Terjadi keresahan mendalam dalam hati Kholifah Abdul Malik bin Marwan dengan bertambah kuatnya kedudukan Abdulloh bin Zubair yang ditambah dengan gerakan pendukungnya yang dinilai otoriter. Karena semenjak tahun 64-72 H setiap jama’ah Haji diharuskan mengangkat bai’at terhadap Abdlloh bin Zubair. Gerakan tersebut tidak membuat Kholifah serta merta menyikapi dengan pemikiran pendek, karena terfokus dengan stabilisasi internal pemerintahan. Setelah lima tahun berjalan barulah beliau menyikapi gerakan Abdulloh bin Zubair dengan terlebih dahulu mengusai Irak, Iran, Khurasan sampai Bukhoro yang merupakan penyuplai dana yang sangat besar untuk gerakan mereka.

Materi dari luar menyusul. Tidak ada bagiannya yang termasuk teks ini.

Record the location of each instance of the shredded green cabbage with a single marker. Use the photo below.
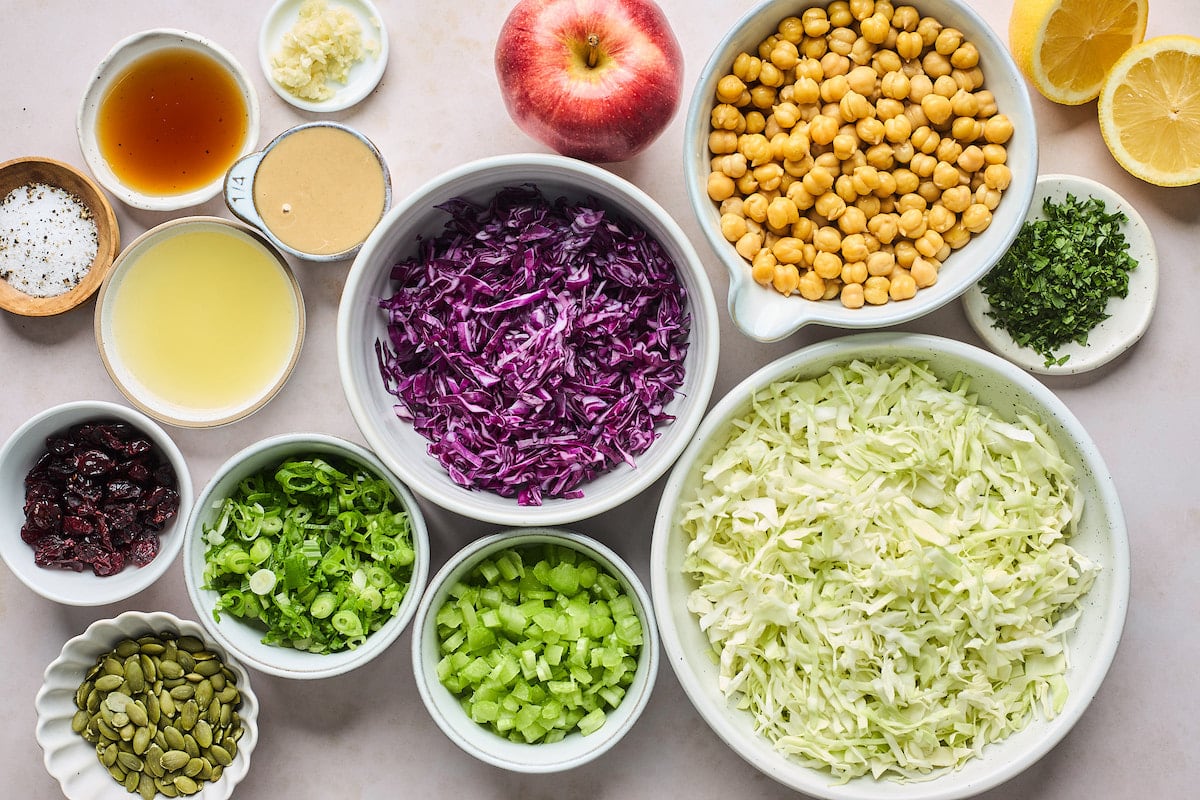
(882, 570)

Tepatnya pada awal tahun 72 H/692 M, melalui daerah Tho’if sekitar 120 Km dari Mekkah Kholifah menyerang Baitulloh dengan pasukan besar dibawah pimpinan panglima Hujjaj ibn Yusuf. Tidak seperti serangan sebelumnya, kali ini rupanya Alloh SWT menghendaki Abdulloh bin Zubair menjadi syahid dalam membela kaum Muslimin khususnya daerah Hijaz dengan keyakinan ketidak absahan Kholiwah yang ada. Pasukan Kholifah baru bisa menembus Ka’bah setelah selang waktu tujuh bulan berkecamuk di arena pertempuran. Abdulloh bin Zubair terjepit hingga berperang dengan baground Ka’bah. Beliau terbunuh akibat terkena pelontar dan kepalanya dijunjung dengan ujung tombak, kemudian diturunkan atas permintaan dari ibunda beliau.
Kemelut internal pemerintahan Kholifah Abdul Malik menyebabkan mengecilnya daerah kekuasaan islam akibat dikuasinya daerah-daerah tertentu oleh pemerintahan Imperium Roma dan serangan dari suku Ber-ber pedalaman. Pada tahun 77 H/697 M pertempuran yang dipimpin oleh Panglima Ibn Walid guna merebut kembali Asia kecil dari tangan Imperium Roma menelan korban dari pihak muslim sebanyak 200.000 jiwa dan pihak Roma diatas jumlah tersebut. Kota benteng Lazuca dan Baruncium yang selama ini sulit ditundukkan akhirnya juga bisa dikuasai umat islam. Kemudia pada tahun 78 H/698 M Kholifah mengirimkan 4.000 pasukan berkuda dibawah pimpinan Hassan ibn Nukman yang selanjutnya dapat bantuan pasukan dari wilayah Mesir dan Syiria menuju Afrika utara dan berhasil menguasai dan meratakan kota benteng Karthago yang sebelumnya dikuasai oleh Imperium Roma. Dalam tahun ini juga Kota benteng Karthago kembali dikuasai oleh pasukan gabungan Kaisar Leontius dan Bangsa Goths Spanyol. Menyikapi hal tersebut kholifah mengirimkan bantuan pasukan darat dan laut untu Panglima ibn Nukman yang bertahan di Kairwan. Pertempuran akhirnya terjadi di darat dan laut yang memporak-porandakan pasukan gabungan Roma dan Goths sehingga wilayah Afrika Utara hingga sekarang masih berada dalam kekuasaan Islam.[5]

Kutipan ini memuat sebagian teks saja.